Location: Livestock Behavior ResearchTitle: Differential serotonergic mediation of aggression in roosters selected for resistance and susceptibility to Marek's disease) Author
|Cheng, Heng Wei|
Submitted to: British Poultry Science
Publication Type: Peer Reviewed Journal
Publication Acceptance Date: 8/20/2013
Publication Date: 4/16/2014
Publication URL: http://handle.nal.usda.gov/10113/58736
Citation: Dennis, R.L., Cheng, H. 2014. Differential serotonergic mediation of aggression in roosters selected for resistance and susceptibility to Marek's disease. British Poultry Science. 55(1):13-20. Interpretive Summary: Serotonin is a primary neurotransmitter regulating aggression and impulsive behaviors. The present study investigates the effects of two different pharmaceutical agents (selective receptor antagonists) on two strains of domestic roosters. The roosters used in this study were selected for susceptibility or resistance to Marek's disease. Previous studies have shown these strains also differ greatly in their aggressiveness profiles. The present study determined that roosters from the high aggressive strain responded differently to the pharmaceutical agents than did roosters from the low aggressive strain. Our data provide evidence of genetic differences in regulating aggression through the serotonin pathway.
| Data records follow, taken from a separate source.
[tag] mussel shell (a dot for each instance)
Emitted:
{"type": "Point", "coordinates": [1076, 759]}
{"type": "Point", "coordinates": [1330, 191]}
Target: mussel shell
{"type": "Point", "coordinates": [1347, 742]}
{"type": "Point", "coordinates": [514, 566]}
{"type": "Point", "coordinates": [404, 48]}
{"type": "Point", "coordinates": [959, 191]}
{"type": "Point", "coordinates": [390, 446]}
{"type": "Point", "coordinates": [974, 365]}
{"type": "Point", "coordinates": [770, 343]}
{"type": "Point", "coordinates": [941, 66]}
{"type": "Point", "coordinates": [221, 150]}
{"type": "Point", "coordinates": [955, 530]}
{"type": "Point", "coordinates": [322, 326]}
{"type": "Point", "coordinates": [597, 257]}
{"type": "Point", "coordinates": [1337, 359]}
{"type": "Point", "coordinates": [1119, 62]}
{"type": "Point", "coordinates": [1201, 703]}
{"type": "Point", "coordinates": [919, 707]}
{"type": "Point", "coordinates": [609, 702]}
The results from the present study can be used to help identify genetic markers that can be used in breeding programs to select birds with reduced aggressiveness.
Technical Abstract: Serotonin (5-HT) is a primary regulating neurotransmitter involved in aggressive and impulsive behaviors in mammals. Previous studies have also demonstrated the function of serotonergic system in regulating aggression is affected by both genetic and environmental factors. The serotonergic system may display similar functions in chickens. Our objective was to investigate the aggressive and impulsive behavioral response to antagonism of the 5-HT1A and 1B receptors in roosters bred for susceptibility and resistance to Marek’s disease (i.e., strain 72 and 63, respectively). Roosters from strain 72 exhibited increased aggressive and feather pecking behaviors compared to strain 63 roosters, and reduced levels of brain 5-HT. Antagonism of 5-HT1A receptors increased aggressiveness in strain 72, but not strain 63 roosters. 5-HT1B receptor antagonism had no effect on aggression in either strain. Serotonin turnover, but not absolute central 5-HT levels, was altered in both strains following 5-HT1B antagonism, but only in strain 72 roosters following 5-HT1A antagonism. Our data suggests 5-HT1A and 1B regulate aggression differently in high and low aggressive strains.